In [27]:
import pandas as pd
import spacy
from spacy.training import Example
from spacy.util import minibatch, compounding
from sklearn.metrics import classification_report
from sklearn.model_selection import train_test_split
from sklearn.metrics import classification_report, precision_score, recall_score, f1_score, accuracy_score

In [7]:
data = pd.read_csv('annotated_data.csv', encoding='utf-8')
data.head()

Unnamed: 0,BrandName,Description,Annotations
0,roadster,mid clean fit navy look men slim jeans roadste...,"[(39, 47, 'BRAND')]"
1,locomotive,black track fit white solid pants locomotive m...,"[(34, 44, 'BRAND')]"
2,roadster,roadster men sustainable casual navy white geo...,"[(0, 8, 'BRAND')]"
3,zivame,shapewear black zivame saree women zi3023core0...,"[(16, 22, 'BRAND')]"
4,roadster,neck women white t pure cotton roadster v shir...,"[(31, 39, 'BRAND')]"


In [8]:
data['Annotations'] = data['Annotations'].apply(eval)

train_data,val_data = train_test_split(data, test_size=0.3, random_state=42) 
TRAIN_DATA = [(row['Description'], {'entities': row['Annotations']}) for index, row in train_data.iterrows()]
VALIDATION_DATA = [(row['Description'], {'entities': row['Annotations']}) for index, row in val_data.iterrows()]

In [10]:
nlp = spacy.blank('en')

ner = nlp.add_pipe('ner', last=True)

for _, annotations in TRAIN_DATA:
    for ent in annotations['entities']:
        ner.add_label(ent[2])

misaligned_data = []

def check_and_store_misalignment(text, annotations):
    try:
        example = Example.from_dict(nlp.make_doc(text), annotations)
        return example
    except Exception as e:
        misaligned_data.append((text, annotations))
        return None

train_examples = []
for text, annotations in TRAIN_DATA:
    example = check_and_store_misalignment(text, annotations)
    if example is not None:
        train_examples.append(example)
val_examples = []
for text, annotations in VALIDATION_DATA:
    example = check_and_store_misalignment(text, annotations)
    if example is not None:
        val_examples.append(example)

pipe_exceptions = ["ner"]
other_pipes = [pipe for pipe in nlp.pipe_names if pipe not in pipe_exceptions]

with nlp.disable_pipes(*other_pipes):
    optimizer = nlp.begin_training()
    for iteration in range(10):
        losses = {}
        batches = minibatch(train_examples, size=compounding(4.0, 32.0, 1.001))
        for batch in batches:
            nlp.update(batch, drop=0.5, losses=losses)
        print(f"Iteration {iteration}, Losses: {losses}")
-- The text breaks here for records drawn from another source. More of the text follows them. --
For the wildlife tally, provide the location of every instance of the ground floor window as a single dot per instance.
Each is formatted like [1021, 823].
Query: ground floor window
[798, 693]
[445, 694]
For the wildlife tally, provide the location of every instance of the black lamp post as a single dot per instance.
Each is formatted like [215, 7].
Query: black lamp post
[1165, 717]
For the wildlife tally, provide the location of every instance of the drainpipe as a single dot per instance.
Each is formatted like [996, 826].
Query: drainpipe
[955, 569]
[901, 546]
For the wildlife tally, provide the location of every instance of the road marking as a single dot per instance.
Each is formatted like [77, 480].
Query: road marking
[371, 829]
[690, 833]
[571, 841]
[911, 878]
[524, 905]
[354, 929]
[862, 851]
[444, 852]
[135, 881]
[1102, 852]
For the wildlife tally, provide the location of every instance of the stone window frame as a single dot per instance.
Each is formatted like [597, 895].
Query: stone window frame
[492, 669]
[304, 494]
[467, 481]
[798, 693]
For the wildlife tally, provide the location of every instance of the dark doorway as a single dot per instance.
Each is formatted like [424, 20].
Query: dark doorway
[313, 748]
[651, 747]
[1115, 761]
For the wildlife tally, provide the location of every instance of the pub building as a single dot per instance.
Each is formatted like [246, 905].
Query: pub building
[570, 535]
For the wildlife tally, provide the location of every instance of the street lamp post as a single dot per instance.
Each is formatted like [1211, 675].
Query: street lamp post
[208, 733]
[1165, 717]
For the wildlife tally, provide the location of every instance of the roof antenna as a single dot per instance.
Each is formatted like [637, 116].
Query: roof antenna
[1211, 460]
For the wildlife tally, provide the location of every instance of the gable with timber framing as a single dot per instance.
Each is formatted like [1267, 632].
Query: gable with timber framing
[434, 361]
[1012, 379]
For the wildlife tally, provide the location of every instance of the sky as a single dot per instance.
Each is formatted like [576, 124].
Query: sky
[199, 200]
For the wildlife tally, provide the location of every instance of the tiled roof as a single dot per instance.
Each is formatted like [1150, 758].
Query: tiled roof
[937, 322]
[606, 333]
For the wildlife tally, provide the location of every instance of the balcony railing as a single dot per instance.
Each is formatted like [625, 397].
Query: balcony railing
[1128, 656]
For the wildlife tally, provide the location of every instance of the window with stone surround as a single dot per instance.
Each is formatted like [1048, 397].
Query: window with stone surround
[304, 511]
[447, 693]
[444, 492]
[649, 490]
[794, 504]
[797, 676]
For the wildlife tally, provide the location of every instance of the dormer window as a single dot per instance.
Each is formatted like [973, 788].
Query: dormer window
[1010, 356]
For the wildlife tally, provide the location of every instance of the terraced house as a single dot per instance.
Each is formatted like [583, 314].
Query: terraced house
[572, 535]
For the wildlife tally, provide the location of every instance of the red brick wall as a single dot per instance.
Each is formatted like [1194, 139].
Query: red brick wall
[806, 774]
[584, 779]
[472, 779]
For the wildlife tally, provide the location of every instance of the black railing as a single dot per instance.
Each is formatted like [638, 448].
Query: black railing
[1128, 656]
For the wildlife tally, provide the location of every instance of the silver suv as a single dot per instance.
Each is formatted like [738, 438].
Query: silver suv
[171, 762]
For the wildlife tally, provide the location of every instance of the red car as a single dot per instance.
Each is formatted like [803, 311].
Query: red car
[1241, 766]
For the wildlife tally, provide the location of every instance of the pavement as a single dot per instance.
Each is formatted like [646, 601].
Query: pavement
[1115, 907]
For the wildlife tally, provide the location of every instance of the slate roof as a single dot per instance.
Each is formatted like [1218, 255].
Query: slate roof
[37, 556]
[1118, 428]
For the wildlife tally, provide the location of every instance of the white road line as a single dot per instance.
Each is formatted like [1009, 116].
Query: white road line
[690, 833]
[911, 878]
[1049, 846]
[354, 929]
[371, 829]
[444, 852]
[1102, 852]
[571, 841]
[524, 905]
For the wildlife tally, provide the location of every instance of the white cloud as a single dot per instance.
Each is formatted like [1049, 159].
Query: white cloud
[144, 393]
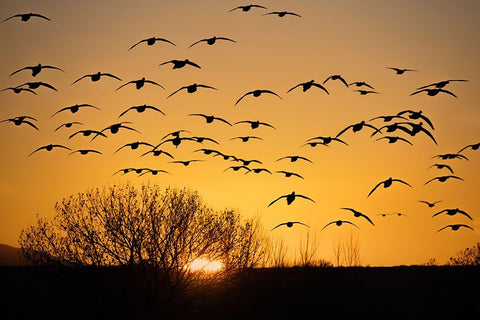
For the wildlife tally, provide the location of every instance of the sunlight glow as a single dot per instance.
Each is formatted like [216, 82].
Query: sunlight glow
[205, 265]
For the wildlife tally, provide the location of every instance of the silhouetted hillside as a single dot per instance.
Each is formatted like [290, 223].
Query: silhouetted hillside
[9, 256]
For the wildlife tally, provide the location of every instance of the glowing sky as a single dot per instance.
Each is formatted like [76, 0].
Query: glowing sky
[355, 39]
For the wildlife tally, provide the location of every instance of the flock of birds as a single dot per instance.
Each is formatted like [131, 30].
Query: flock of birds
[388, 125]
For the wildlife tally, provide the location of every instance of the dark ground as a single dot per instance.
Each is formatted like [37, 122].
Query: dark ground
[288, 293]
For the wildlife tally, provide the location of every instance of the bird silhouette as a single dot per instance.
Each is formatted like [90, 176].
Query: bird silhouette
[359, 214]
[85, 151]
[186, 162]
[433, 92]
[247, 7]
[151, 41]
[475, 146]
[153, 171]
[37, 84]
[387, 183]
[399, 70]
[256, 124]
[455, 227]
[444, 178]
[452, 212]
[192, 88]
[212, 40]
[450, 156]
[177, 64]
[357, 127]
[290, 198]
[361, 84]
[141, 109]
[430, 204]
[209, 119]
[156, 152]
[336, 77]
[289, 174]
[87, 133]
[307, 85]
[49, 147]
[246, 138]
[339, 223]
[21, 120]
[36, 69]
[257, 93]
[140, 83]
[415, 115]
[96, 76]
[75, 108]
[441, 84]
[441, 166]
[289, 224]
[393, 139]
[26, 16]
[134, 145]
[18, 90]
[327, 140]
[237, 168]
[282, 14]
[294, 158]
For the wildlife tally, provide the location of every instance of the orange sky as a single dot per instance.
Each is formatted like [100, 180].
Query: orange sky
[357, 40]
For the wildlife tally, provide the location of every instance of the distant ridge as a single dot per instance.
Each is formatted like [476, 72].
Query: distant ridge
[9, 256]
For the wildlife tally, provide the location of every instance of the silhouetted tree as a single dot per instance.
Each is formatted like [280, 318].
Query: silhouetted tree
[467, 257]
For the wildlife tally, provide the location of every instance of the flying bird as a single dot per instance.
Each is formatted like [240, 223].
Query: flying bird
[295, 158]
[357, 127]
[141, 109]
[36, 69]
[21, 120]
[192, 88]
[140, 83]
[212, 40]
[471, 146]
[209, 119]
[289, 224]
[441, 84]
[307, 85]
[359, 214]
[151, 41]
[134, 145]
[443, 179]
[433, 92]
[387, 183]
[49, 147]
[452, 212]
[85, 151]
[256, 124]
[455, 227]
[415, 115]
[37, 84]
[289, 174]
[290, 198]
[257, 93]
[177, 64]
[400, 71]
[282, 14]
[430, 204]
[26, 16]
[75, 108]
[336, 77]
[441, 166]
[339, 223]
[96, 76]
[247, 7]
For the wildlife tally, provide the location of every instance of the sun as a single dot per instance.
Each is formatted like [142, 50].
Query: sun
[205, 265]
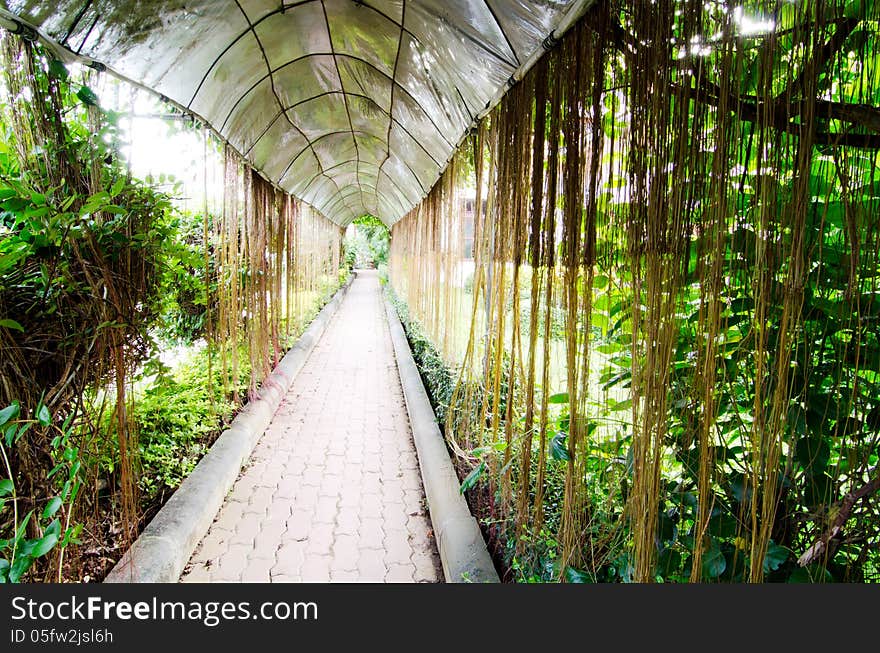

nlp.to_disk("ner_fashion_model")

import json

with open("misaligned_data.json", "w") as f:
    json.dump(misaligned_data, f)




Iteration 0, Losses: {'ner': 32999.286198553295}
Iteration 1, Losses: {'ner': 12191.21977536708}
Iteration 2, Losses: {'ner': 8998.343407670412}
Iteration 3, Losses: {'ner': 7603.965779417678}
Iteration 4, Losses: {'ner': 6949.384328991829}
Iteration 5, Losses: {'ner': 6629.0588964311}
Iteration 6, Losses: {'ner': 6184.089366248562}
Iteration 7, Losses: {'ner': 5955.586147629567}
Iteration 8, Losses: {'ner': 5791.551015521962}
Iteration 9, Losses: {'ner': 5707.714286759366}


In [14]:
nlp = spacy.load("ner_fashion_model")

In [21]:
val_data

Unnamed: 0,BrandName,Description,Annotations
306203,richlook,fit white checked shirt men richlook slim casual,"[(28, 36, BRAND)]"
147093,allen solly,allen solly men maroon white brand logo printe...,"[(0, 11, BRAND)]"
274303,van heusen sport,van heusen sport men maroon grey slim fit tart...,"[(0, 16, BRAND)]"
329193,gracit,floral gracit pack palazzos of 2 black women p...,"[(7, 13, BRAND)]"
340369,kalini,fuchsia pack of sarees floral 2 kalini black,"[(32, 38, BRAND)]"
...,...,...,...
173850,uf,mustard tiered solid women stylish uf dress,"[(35, 37, BRAND)]"
37914,hrx by hrithik roshan,hrx by hrithik roshan women deep wisteria soli...,"[(0, 21, BRAND)]"
349951,sanganeri kurti,sanganeri kurti women yellow pink printed flar...,"[(0, 15, BRAND)]"
202263,united colors of benetton,united colors of benetton men blue light fade ...,"[(0, 25, BRAND)]"


In [24]:
pred = []
for description in val_data['Description']:
    doc = nlp(description)
    flag = 0
    for ent in doc.ents:
        if ent.label_ == "BRAND": 
            flag = 1
    if flag == 1:
        pred.append(ent.text)
    else:
        pred.append('-')
    
val_data['Predictions'] = pred
val_data

Unnamed: 0,BrandName,Description,Annotations,Predictions
306203,richlook,fit white checked shirt men richlook slim casual,"[(28, 36, BRAND)]",richlook
147093,allen solly,allen solly men maroon white brand logo printe...,"[(0, 11, BRAND)]",allen solly
274303,van heusen sport,van heusen sport men maroon grey slim fit tart...,"[(0, 16, BRAND)]",van heusen sport
329193,gracit,floral gracit pack palazzos of 2 black women p...,"[(7, 13, BRAND)]",gracit
340369,kalini,fuchsia pack of sarees floral 2 kalini black,"[(32, 38, BRAND)]",kalini
...,...,...,...,...
173850,uf,mustard tiered solid women stylish uf dress,"[(35, 37, BRAND)]",uf
37914,hrx by hrithik roshan,hrx by hrithik roshan women deep wisteria soli...,"[(0, 21, BRAND)]",hrx by hrithik roshan
349951,sanganeri kurti,sanganeri kurti women yellow pink printed flar...,"[(0, 15, BRAND)]",sanganeri kurti
202263,united colors of benetton,united colors of benetton men blue light fade ...,"[(0, 25, BRAND)]",united colors of benetton


In [25]:
val_data['Success'] = val_data['BrandName'] == val_data['Predictions']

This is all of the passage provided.